Versi pertama, kisah tentang asal-usul Mpu Suratman kerap dihubungkan dengan kisah Joko Suro, yaitu seorang mpu yang masyhur dari Kerajaan Blambangan pada abad ke-16. Joko Suro sendiri tak lain adalah putra dari seorang Mpu kenamaan kerajaan Majapahit di era Kertabhumi, Mpu Supo.
Sebagaimana dalam tradisi lisan, kisah Joko Suro bermula dari peristiwa hilangnya keris Kiyai Sengkelat dari Majapahit. Keris Kyai Sengkelat yang menjadi piyandel bagi Kerajaan Majapahit kala itu merupakan keris buatan Mpu Supo. Oleh sebab itu, Mpu Supo merasa sangat bertanggung jawab atas hilangnya keris itu. Alhasil, ia sendiri yang harus mencari dan merebut kembali keris itu.

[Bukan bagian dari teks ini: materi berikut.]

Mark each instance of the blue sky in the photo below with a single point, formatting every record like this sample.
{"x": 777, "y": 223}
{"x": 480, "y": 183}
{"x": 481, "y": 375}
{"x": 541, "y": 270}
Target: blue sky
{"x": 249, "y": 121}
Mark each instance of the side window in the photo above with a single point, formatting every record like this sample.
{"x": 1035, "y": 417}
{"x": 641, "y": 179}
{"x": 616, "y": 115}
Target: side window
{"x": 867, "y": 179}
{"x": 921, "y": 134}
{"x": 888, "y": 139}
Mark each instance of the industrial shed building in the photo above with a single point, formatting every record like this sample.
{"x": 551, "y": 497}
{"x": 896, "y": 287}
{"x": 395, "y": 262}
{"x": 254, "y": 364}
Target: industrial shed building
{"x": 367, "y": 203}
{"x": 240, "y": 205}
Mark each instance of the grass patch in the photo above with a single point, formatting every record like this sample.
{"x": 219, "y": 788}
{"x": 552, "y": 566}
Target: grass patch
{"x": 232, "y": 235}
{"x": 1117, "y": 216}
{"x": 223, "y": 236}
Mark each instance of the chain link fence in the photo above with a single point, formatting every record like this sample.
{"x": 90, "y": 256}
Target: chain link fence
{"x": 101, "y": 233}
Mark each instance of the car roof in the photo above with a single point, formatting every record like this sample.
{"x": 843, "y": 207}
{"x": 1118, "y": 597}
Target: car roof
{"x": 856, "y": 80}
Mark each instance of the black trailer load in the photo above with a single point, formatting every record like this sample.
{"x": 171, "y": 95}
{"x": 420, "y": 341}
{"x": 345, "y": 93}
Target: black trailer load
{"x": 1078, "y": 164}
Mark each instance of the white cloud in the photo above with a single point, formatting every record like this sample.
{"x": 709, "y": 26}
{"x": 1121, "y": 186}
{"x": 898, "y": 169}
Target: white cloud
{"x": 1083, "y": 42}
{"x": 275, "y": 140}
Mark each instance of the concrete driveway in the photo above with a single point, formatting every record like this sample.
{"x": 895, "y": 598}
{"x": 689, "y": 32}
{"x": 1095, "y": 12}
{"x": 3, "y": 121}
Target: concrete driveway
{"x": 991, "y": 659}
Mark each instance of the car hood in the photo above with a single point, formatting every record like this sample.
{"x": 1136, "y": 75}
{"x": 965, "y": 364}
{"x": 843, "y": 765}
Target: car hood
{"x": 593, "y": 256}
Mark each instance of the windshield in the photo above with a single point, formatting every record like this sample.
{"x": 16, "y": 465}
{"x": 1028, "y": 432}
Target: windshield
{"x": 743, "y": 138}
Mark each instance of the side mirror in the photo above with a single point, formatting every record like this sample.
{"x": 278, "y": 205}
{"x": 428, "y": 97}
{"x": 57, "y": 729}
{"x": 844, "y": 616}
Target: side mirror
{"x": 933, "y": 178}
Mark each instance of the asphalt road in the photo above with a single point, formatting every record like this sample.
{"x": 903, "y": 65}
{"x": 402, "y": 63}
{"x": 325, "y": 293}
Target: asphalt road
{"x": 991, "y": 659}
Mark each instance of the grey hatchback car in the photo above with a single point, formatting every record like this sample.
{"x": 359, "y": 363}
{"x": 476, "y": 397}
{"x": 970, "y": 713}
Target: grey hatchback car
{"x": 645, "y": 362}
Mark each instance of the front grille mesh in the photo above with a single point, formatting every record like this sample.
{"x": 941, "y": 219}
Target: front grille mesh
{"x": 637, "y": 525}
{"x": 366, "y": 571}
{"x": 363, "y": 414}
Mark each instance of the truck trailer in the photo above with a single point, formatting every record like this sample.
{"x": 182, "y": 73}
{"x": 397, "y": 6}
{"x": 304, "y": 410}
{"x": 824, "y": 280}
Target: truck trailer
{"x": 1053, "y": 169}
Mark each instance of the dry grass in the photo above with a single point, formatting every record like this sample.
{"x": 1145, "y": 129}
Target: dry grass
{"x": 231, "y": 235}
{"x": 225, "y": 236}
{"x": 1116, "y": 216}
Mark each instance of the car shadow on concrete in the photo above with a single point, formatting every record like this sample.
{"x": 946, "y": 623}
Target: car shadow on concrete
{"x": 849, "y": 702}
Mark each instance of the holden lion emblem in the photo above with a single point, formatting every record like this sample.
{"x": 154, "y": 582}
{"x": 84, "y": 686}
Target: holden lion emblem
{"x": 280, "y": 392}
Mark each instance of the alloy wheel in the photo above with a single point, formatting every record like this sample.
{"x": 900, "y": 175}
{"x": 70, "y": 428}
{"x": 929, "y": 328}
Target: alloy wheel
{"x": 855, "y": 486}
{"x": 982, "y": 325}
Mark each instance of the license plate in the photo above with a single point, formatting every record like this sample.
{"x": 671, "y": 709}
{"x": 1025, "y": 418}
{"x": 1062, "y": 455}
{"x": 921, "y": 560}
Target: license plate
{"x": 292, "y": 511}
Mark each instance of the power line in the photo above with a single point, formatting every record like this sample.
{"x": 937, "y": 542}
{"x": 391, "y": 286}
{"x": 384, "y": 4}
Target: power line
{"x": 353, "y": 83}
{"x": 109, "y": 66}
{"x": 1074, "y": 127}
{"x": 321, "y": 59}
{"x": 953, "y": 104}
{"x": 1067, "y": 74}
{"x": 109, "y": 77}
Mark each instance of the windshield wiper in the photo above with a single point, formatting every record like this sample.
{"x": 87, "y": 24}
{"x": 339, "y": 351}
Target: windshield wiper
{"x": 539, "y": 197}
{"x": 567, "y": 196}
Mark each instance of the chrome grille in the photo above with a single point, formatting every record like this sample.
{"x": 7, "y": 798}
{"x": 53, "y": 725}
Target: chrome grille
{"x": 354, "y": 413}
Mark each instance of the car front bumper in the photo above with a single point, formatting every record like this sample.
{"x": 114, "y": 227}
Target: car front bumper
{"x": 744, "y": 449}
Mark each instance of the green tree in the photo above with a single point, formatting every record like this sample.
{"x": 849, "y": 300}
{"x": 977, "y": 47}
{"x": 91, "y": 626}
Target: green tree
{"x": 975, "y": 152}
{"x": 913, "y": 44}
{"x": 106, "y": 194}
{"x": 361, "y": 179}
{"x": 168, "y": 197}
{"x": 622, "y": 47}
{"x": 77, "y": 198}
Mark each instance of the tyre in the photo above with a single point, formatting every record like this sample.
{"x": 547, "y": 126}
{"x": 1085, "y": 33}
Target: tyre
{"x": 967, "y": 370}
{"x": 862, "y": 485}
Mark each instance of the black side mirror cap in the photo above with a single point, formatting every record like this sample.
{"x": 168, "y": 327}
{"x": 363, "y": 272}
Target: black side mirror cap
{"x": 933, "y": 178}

Upaya Mpu Supo mencari dan merebut kembali keris Kyai Sengkelat ini dilakukan dengan cara menyamar menjadi pandai besi yang ahli membuat alat-alat pertanian, tombak, pedang, dan keris. Keahlian Mpu Supo inilah yang akhirnya membawa Mpu Supo menghadap adipati Blambangan yang kala itu tengah mencari seorang mpu yang sanggup membuat tiruan dari keris Kyai Sengkelat.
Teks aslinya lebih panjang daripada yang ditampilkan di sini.